Gendered labor and bodily expectations are often regulated and reproduced through food practices. In South Asian households, women are frequently the bearers of culinary knowledge, yet their labor remains devalued and invisibilized. Food is also a site of bodily control, dietary discipline, and moral policing—particularly in relation to femininity and reproductive norms.

This section encourages scholarship on:

  • Gendered divisions of food labor in domestic and professional kitchens.
  • Culinary transmission as a mode of maternal or feminine legacy.
  • Eating disorders, body image, and diet culture in South Asian contexts.
  • Caste, gender, and kitchen hierarchies.
  • Intersections of food taboos, menstruation, and purity.

3. Food, Sexuality, and Queer Ecologies

Food and sexuality are both domains of sensual experience and social regulation. In the South Asian context, where queerness is often negotiated under the shadow of state surveillance, familial obligations, and cultural taboos, food emerges as a quiet language of intimacy, defiance, and care. Recent queer ethnographies and culinary memoirs have begun to explore how non-normative desires intersect with everyday acts of cooking and eating.

Chapters in this thematic strand may address:

  • Food as metaphor and medium in queer life writing and cultural production.
  • Queer kinship and shared meals.
  • The politics of vegetarianism, desire, and bodily control.
  • Intersections of food, pleasure, and queer temporality.
  • Culinary care work in queer and trans communities.

4. Ideologies of Food: Religion, Nation, and the State

Food practices in South Asia are deeply influenced by cultural, religious, and political forces. Whether it's dietary customs shaped by religious beliefs or the role of the state in regulating food access, what people eat—and how it's produced, distributed, and consumed—often reflects broader societal values and power structures.

Contributors may consider exploring topics such as:

  • The intersections of caste, purity, and dietary norms
  • Food bans, public discourse, and the regulation of consumption
  • Religious observance and its influence on food practices (e.g., halal, sattvic, langar)
  • Economic reform, food security, and shifting market dynamics
  • State involvement in food rationing and distribution policies

 


Scope and Format

This volume invites contributions from a wide range of disciplines, including anthropology, gender studies, cultural studies, media studies, sociology, religious studies, history, and literary studies. We welcome theoretical, empirical, historical, and practice-based approaches. While India is undoubtedly central to many South Asian discourses and will be represented in the volume, we are particularly interested in studies that explore regions beyond India—such as Bangladesh, Pakistan, Nepal, Sri Lanka, Bhutan, the Maldives, and Afghanistan—as well as the South Asian diasporas.
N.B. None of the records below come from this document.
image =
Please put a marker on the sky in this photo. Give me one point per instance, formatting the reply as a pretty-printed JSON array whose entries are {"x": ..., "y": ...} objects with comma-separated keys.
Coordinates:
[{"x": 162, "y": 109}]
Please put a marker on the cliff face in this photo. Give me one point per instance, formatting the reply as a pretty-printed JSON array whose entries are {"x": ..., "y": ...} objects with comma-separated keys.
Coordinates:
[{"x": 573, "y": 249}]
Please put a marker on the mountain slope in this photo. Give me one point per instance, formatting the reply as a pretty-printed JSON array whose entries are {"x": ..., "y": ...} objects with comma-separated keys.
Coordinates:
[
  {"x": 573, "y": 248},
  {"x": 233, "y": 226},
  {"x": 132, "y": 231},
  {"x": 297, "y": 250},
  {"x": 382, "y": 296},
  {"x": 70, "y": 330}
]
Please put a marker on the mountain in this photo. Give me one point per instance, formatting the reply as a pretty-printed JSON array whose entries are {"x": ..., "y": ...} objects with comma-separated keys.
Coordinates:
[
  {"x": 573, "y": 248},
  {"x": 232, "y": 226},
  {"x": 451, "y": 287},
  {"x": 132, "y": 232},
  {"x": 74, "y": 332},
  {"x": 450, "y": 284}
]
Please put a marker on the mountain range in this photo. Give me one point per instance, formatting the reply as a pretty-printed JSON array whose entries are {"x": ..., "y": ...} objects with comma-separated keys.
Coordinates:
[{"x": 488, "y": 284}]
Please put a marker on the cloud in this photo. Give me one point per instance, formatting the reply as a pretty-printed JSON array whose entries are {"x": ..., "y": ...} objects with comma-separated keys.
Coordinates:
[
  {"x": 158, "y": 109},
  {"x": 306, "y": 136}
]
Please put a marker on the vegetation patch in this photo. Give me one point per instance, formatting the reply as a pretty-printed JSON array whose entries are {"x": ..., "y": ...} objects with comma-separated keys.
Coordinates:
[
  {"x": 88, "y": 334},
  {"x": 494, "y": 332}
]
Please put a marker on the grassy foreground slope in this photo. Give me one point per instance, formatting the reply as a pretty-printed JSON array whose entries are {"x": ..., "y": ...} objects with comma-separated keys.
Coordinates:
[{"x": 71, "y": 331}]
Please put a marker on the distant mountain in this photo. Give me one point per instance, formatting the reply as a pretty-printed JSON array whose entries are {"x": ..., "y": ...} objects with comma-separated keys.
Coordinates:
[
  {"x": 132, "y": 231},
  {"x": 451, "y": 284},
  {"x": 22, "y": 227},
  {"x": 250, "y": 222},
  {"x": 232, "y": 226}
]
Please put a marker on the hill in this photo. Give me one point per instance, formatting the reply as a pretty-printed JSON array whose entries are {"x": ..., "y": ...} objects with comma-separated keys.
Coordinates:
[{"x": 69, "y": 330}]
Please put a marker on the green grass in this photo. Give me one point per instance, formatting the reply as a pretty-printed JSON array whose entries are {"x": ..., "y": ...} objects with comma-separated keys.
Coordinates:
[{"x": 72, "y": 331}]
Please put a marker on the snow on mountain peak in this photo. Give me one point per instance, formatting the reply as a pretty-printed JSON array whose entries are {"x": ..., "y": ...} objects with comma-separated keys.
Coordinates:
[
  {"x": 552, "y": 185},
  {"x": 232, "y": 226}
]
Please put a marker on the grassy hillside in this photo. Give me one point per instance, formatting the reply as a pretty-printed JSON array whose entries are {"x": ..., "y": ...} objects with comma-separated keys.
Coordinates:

We aim to highlight the diversity and complexity of food cultures, practices, and politics across South Asia as a region, rather than centering any one national narrative.

The volume will be organized thematically, with each section comprising approximately four (5 at max) chapters.

Please note that this format is currently tentative.

Important Dates and Submission:

We invite Abstract of around 250 words by June 28, 2025. Please send your Abstracts and any queries to spicedhistories@gmail.com with subject line Submissions-Spiced Histories.

 

Please note that only Acceptance email will be sent.

Publisher:

We are in talks with Peter Lang for a potential collaboration as a part of their ongoing series Food and Cultures from the Global South.